Dem OECD-FAO Agricultural Outlook 2020-2029 zufolge wird das Angebot in den nächsten zehn Jahren stärker wachsen als die Nachfrage. Dadurch dürften die Realpreise der meisten Agrarrohstoffe auf ihrem derzeitigen Niveau bleiben oder sinken. Fluktuationen bei entscheidenden Angebots- und Nachfragefaktoren könnten jedoch trotz dieses allgemeinen Trends zu starken Preisausschlägen führen. Zugleich werden die verfügbaren Einkommen in Niedrigeinkommensländern und –haushalten infolge der COVID-19-Krise sinken.

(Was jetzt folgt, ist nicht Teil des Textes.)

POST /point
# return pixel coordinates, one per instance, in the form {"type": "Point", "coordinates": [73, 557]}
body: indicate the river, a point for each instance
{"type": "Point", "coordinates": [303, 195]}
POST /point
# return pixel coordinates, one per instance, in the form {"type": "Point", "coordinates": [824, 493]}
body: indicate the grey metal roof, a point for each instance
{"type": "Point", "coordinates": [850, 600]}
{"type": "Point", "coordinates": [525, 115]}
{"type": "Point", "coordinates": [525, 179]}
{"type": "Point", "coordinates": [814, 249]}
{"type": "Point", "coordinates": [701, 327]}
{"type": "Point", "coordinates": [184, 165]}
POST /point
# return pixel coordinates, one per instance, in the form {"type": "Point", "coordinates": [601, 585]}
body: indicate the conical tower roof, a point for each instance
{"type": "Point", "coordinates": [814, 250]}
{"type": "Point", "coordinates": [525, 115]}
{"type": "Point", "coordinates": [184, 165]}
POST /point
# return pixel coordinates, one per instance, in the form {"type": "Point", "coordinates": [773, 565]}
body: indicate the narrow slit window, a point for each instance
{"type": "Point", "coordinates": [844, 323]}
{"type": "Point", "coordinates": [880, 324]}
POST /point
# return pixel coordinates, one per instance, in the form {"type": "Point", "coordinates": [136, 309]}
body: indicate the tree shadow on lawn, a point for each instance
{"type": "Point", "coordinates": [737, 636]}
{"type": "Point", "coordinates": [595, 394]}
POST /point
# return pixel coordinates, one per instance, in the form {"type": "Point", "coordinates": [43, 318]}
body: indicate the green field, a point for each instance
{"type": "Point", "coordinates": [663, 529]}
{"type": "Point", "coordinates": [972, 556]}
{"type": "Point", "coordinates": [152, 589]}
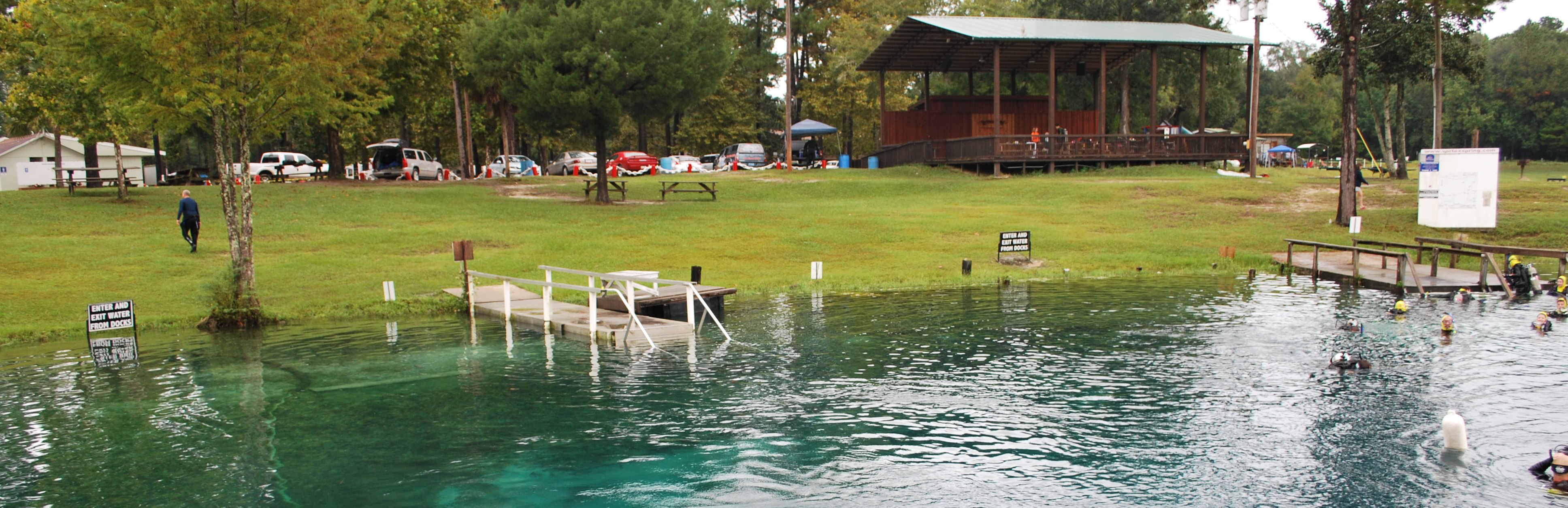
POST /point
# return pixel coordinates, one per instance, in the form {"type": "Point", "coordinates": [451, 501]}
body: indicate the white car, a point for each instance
{"type": "Point", "coordinates": [392, 159]}
{"type": "Point", "coordinates": [684, 164]}
{"type": "Point", "coordinates": [512, 165]}
{"type": "Point", "coordinates": [284, 164]}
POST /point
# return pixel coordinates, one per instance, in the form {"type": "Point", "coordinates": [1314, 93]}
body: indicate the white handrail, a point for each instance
{"type": "Point", "coordinates": [592, 302]}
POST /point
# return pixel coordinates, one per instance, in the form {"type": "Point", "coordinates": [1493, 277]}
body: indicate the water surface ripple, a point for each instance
{"type": "Point", "coordinates": [1161, 391]}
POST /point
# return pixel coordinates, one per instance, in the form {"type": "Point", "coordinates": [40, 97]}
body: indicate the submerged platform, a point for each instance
{"type": "Point", "coordinates": [567, 319]}
{"type": "Point", "coordinates": [1338, 266]}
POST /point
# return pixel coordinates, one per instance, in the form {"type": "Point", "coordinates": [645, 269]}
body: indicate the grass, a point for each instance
{"type": "Point", "coordinates": [324, 248]}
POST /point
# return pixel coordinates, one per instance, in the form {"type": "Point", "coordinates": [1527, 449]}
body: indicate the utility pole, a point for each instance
{"type": "Point", "coordinates": [1260, 12]}
{"type": "Point", "coordinates": [789, 85]}
{"type": "Point", "coordinates": [1437, 77]}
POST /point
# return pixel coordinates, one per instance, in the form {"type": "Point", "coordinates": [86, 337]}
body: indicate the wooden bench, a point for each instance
{"type": "Point", "coordinates": [675, 187]}
{"type": "Point", "coordinates": [590, 187]}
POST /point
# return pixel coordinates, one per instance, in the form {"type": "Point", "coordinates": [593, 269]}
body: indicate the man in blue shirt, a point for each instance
{"type": "Point", "coordinates": [189, 219]}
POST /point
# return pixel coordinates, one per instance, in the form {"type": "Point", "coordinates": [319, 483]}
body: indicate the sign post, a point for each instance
{"type": "Point", "coordinates": [1014, 242]}
{"type": "Point", "coordinates": [106, 317]}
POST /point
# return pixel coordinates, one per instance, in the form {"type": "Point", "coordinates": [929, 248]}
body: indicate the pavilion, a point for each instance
{"type": "Point", "coordinates": [962, 131]}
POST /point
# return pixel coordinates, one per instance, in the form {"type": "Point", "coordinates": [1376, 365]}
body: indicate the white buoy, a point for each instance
{"type": "Point", "coordinates": [1454, 436]}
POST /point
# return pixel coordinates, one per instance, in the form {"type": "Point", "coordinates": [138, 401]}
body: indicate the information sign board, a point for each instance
{"type": "Point", "coordinates": [1457, 189]}
{"type": "Point", "coordinates": [1014, 242]}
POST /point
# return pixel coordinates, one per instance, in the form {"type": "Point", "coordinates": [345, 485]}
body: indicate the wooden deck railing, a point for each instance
{"type": "Point", "coordinates": [1355, 259]}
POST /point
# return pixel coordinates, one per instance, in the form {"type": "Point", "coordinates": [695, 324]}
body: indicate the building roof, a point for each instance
{"type": "Point", "coordinates": [106, 149]}
{"type": "Point", "coordinates": [967, 43]}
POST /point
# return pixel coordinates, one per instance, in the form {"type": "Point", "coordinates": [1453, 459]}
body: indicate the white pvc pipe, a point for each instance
{"type": "Point", "coordinates": [1454, 435]}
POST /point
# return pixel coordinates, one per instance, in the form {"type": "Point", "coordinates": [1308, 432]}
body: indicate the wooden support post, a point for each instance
{"type": "Point", "coordinates": [1355, 267]}
{"type": "Point", "coordinates": [1155, 90]}
{"type": "Point", "coordinates": [1203, 91]}
{"type": "Point", "coordinates": [1100, 98]}
{"type": "Point", "coordinates": [996, 104]}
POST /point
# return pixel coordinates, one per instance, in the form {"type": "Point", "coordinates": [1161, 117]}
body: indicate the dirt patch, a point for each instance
{"type": "Point", "coordinates": [1308, 198]}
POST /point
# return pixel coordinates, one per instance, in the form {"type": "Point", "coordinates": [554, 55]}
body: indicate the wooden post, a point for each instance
{"type": "Point", "coordinates": [1100, 96]}
{"type": "Point", "coordinates": [1355, 266]}
{"type": "Point", "coordinates": [1051, 109]}
{"type": "Point", "coordinates": [1155, 88]}
{"type": "Point", "coordinates": [996, 106]}
{"type": "Point", "coordinates": [882, 107]}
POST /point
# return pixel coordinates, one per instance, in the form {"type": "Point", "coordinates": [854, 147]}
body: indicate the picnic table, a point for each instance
{"type": "Point", "coordinates": [665, 187]}
{"type": "Point", "coordinates": [590, 187]}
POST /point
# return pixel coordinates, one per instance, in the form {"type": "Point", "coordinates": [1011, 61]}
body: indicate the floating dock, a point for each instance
{"type": "Point", "coordinates": [568, 319]}
{"type": "Point", "coordinates": [1382, 273]}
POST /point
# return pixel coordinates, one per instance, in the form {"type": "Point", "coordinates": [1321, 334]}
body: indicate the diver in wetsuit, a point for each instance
{"type": "Point", "coordinates": [1542, 323]}
{"type": "Point", "coordinates": [1347, 363]}
{"type": "Point", "coordinates": [1557, 461]}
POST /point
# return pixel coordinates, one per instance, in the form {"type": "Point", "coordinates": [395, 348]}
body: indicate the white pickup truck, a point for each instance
{"type": "Point", "coordinates": [284, 164]}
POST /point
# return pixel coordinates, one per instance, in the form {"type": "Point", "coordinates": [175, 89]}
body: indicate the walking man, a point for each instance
{"type": "Point", "coordinates": [189, 219]}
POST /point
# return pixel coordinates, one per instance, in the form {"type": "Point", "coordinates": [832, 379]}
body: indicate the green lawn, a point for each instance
{"type": "Point", "coordinates": [324, 248]}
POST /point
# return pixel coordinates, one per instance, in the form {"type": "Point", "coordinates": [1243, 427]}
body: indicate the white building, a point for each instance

Dies dürfte in den ersten Jahren des Berichtszeitraums die Nachfrage dämpfen und könnte die Ernährungssicherheit weiter verschlechtern.

 

Das Wachstum der Weltbevölkerung bleibt der wesentliche Nachfragetreiber. Die Konsumgewohnheiten und erwarteten Nachfragetrends hängen jedoch vom Einkommensniveau und Entwicklungsstand des jeweiligen Landes ab. Bis 2029 dürfte die durchschnittliche Nahrungsmittelverfügbarkeit pro Kopf den Projektionen zufolge rund 3 000 kcal und 85 g Protein pro Tag erreichen. Der Anteil der Grundnahrungsmittel am Gesamtkonsum dürfte bis 2029 in allen Einkommensgruppen abnehmen. Grund dafür ist die weltweit anhaltende Verlagerung des Nahrungsmittelkonsums auf tierische Erzeugnisse, Fette und andere Nahrungsmittel. Insbesondere in Ländern der mittleren Einkommensgruppe dürften die Verbraucher zusätzliches Einkommen nutzen, um ihre Ernährung von Grundnahrungsmitteln auf höherwertige Produkte umzustellen. Unterdessen dürften ökologische und gesundheitliche Erwägungen in Hocheinkommensländern eine Abkehr von tierischen Proteinen zugunsten alternativer Proteinquellen begünstigen.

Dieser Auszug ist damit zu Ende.